La particularité de ce cinéma d’apprentis est moins de chercher à exister pour soi que de se glisser dans les interstices d’univers échafaudés par les maîtres. Cela n’a pas toujours été le cas : quand Irvin Kershner tourne L’Empire contre-attaque, il n’est pas spécialement amoureux des héros qu’on lui confie ; quand Joe Johnston tourne Jurassic Park III, il n’est pas non plus particulièrement dingue de dinosaures. La déférence vis-à-vis des « auteurs » change aussi : quand De Palma marche dans les pas d’Hitchcock, il tourne Mission : Impossible 1 plutôt qu’un prequel de La Mort aux Trousses ; quand Spielberg veut donner dans le Cecil B. DeMille, il ne se lance pas dans un remake des Dix Commandements mais dans Rencontres du 3e type. A l’ère des franchises, l’hommage n’est plus de s’inspirer de ses maîtres, il est de les compléter – en cela, Super 8 est un film à l’ancienne doublé d’un hommage à l’ancienne. Une chose est certaine : le rapport à la filiation a changé. Une autre l’est autant : un nouveau Star Wars, saga de la paternité par excellence, n’était pas une mauvaise idée.
Nous voilà donc revenus dans les étoiles. Luke Skywalker a disparu, il faut le retrouver, un droïde a la carte : à l’aventure. Ce Star Wars VII s’ouvre sur une séquence semblable à celle qui vit naître JJ Abrams en 2006 : non pas une scène originale, mais la glose d’un verset du gospel. Un escadron de stormtroopers, soldats fachos intergalactiques, débarque dans un village et en décime les habitants ; en passe même certains au lance-flamme. Dans un univers a priori aussi puéril que celui des contes de fées stellaires de George Lucas, l’idée peut décontenancer – elle n’est pourtant que l’extrapolation d’une image déjà décontenançante du tout premier épisode : après avoir rencontré son mentor dans le désert, Luke Skywalker revenait chez lui et trouvait devant sa maison pillée par les soldats de l’Empire les cadavres carbonisés encore fumants de ses parents adoptifs. Pour Lucas, il ne s’agissait alors que de faire peur et de souligner au public (on en était alors qu’à la 20e minute de la saga) la cruauté des soldats de Dark Vador. Entre les mains d’Abrams, ce détail vire à l’ouverture tragique de dix minutes. Votre personnage saute d’une tour en parachute ? Je veux savoir ce qui lui arrive quand il plane au milieu des buildings. Des innocents sont brûlés vifs dans Star Wars ? Je veux montrer à quoi ressemble un Star Wars aussi violent que ça.
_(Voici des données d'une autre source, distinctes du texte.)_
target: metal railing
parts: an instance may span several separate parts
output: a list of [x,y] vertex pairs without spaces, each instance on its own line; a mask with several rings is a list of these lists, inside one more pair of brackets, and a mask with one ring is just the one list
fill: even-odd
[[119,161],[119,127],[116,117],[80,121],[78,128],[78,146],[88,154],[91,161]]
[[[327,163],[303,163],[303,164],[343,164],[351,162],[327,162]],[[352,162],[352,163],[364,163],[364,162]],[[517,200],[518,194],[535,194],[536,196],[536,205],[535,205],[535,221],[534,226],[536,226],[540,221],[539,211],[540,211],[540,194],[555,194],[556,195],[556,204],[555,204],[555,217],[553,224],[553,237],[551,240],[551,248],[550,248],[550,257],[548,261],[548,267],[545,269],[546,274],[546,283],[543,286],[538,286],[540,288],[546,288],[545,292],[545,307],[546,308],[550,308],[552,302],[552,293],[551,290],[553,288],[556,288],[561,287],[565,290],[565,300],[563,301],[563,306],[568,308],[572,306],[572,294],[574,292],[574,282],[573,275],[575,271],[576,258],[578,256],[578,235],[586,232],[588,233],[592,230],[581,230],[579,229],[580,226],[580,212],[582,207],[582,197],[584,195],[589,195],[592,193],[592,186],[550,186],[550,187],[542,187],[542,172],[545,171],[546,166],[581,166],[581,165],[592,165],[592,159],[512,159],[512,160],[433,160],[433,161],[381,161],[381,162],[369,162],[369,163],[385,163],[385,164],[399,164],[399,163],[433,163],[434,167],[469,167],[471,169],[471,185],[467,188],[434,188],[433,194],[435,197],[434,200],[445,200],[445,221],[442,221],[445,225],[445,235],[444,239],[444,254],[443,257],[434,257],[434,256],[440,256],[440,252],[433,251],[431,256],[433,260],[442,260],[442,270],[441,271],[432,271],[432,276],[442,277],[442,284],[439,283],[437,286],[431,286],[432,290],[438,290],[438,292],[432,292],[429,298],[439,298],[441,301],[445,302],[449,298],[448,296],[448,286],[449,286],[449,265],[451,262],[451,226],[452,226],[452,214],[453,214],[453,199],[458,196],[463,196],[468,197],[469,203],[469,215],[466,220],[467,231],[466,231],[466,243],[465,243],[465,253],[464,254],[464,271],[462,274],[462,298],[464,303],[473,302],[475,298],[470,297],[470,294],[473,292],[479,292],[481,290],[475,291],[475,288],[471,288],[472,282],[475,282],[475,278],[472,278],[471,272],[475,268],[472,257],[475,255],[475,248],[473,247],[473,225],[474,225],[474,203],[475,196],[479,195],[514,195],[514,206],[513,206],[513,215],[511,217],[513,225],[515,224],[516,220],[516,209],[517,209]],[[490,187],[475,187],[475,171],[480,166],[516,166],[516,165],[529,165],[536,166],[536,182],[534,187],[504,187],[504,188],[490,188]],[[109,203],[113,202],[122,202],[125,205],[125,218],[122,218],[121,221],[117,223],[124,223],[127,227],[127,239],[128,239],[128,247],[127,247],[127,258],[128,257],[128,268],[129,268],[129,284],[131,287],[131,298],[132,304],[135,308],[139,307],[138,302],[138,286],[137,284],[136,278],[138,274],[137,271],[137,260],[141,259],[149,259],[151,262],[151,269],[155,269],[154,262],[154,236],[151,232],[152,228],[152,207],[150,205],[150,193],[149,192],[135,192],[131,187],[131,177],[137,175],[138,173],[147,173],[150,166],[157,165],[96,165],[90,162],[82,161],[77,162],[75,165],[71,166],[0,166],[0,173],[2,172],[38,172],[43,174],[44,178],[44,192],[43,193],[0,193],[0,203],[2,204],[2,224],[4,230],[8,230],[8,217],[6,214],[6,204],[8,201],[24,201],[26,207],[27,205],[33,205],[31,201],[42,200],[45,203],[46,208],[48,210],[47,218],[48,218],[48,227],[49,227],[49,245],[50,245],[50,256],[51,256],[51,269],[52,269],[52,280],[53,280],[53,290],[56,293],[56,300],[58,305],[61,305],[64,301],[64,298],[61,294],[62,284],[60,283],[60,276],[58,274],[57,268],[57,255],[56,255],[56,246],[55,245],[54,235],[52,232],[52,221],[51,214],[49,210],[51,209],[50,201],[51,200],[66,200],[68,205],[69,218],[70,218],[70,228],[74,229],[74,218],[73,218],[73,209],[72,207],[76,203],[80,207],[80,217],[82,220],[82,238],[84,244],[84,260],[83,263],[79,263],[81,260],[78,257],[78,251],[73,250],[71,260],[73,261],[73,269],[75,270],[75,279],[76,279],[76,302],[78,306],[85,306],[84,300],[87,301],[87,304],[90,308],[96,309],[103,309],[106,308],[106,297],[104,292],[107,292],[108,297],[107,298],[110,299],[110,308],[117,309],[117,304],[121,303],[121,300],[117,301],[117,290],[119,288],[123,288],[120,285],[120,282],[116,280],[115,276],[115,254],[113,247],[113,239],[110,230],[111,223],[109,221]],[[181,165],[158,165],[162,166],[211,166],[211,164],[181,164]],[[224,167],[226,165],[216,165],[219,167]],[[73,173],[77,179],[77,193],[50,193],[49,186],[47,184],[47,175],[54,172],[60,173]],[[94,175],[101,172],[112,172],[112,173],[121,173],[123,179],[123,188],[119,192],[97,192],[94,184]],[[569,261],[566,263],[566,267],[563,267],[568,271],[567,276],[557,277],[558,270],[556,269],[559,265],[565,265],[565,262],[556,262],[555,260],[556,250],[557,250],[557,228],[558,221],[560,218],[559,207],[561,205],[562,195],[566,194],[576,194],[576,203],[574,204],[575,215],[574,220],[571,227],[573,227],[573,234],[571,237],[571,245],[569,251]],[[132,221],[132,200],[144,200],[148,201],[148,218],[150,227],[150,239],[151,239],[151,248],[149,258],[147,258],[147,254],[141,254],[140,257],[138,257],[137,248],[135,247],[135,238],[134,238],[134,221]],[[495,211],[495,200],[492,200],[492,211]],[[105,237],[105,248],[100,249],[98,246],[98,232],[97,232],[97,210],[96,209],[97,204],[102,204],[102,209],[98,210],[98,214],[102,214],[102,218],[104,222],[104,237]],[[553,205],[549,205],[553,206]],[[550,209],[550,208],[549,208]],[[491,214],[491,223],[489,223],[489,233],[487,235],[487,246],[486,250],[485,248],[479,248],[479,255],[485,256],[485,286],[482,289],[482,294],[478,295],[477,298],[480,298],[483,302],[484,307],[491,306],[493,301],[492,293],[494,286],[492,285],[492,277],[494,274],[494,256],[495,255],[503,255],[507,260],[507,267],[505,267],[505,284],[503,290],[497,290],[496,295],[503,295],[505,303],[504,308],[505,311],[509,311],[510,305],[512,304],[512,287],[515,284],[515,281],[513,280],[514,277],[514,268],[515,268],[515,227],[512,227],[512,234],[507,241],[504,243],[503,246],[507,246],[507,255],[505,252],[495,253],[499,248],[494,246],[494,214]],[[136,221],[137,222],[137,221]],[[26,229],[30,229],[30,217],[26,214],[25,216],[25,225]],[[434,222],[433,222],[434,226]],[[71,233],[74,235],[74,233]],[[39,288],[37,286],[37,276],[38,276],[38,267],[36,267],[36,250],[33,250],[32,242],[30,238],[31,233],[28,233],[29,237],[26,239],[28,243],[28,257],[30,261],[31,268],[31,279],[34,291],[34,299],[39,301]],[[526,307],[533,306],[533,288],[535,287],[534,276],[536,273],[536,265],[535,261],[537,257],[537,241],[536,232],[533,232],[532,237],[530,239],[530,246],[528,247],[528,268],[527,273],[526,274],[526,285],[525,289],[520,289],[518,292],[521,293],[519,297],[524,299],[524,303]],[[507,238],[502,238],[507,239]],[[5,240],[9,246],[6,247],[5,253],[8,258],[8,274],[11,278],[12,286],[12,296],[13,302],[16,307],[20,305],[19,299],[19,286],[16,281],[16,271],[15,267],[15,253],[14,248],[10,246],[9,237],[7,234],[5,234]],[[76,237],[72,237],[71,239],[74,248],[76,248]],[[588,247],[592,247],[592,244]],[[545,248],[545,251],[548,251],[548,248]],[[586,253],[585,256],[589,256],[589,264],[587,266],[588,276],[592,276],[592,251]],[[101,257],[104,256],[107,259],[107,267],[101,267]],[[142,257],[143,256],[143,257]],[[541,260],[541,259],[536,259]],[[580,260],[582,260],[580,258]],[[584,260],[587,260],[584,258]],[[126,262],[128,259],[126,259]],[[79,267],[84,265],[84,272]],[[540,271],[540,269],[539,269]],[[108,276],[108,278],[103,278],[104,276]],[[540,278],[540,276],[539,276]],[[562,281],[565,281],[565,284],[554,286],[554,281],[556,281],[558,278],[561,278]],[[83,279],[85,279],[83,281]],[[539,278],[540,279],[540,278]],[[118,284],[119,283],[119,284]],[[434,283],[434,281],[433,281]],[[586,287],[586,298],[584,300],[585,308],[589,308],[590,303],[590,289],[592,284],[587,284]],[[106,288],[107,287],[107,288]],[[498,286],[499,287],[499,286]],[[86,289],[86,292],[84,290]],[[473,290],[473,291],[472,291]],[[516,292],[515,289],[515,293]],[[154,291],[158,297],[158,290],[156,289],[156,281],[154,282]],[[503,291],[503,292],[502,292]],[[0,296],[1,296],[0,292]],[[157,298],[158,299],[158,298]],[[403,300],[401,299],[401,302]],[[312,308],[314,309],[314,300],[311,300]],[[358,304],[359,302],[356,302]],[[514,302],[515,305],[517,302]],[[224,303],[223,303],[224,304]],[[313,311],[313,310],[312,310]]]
Oui, et donc ? On y arrive.
Star Wars était fait pour être récupéré par des admirateurs, comme ce sera le cas, dans les années à venir, avec Gareth Edwards, Rian Johnson et Colin Trevorrow, appelés à réaliser de futurs épisodes. Lucas, tout à son récit mythologique, laissa énormément de blancs, négligeant la moelle du cinéma hollywoodien – des personnages incarnés qui ne soient pas des types, mais des gens comme vous et moi. Personne ne s’identifie à Luke Skywalker, ni à Obi-Wan Kenobi, ni à la Princesse Leïa : dans les Star Wars de George Lucas, l’identification passe par le mythe. On se reconnaît en Dark Vador parce qu’on est aussi tenté par la colère, la haine et le côté obscur ; pas parce que les tourments du personnage sont familiers (maintenir l’ordre, écraser la rébellion, convaincre son fils de faire le mal…). Pain bénit pour les apprentis : des heures et des heures de cinéma hollywoodien attendent là, forêt vierge attendant d’être débitée en tomes lucratifs. Avec la première trilogie, la filiation semble harmonieuse. Avec la seconde, c’est une autre paire de manches.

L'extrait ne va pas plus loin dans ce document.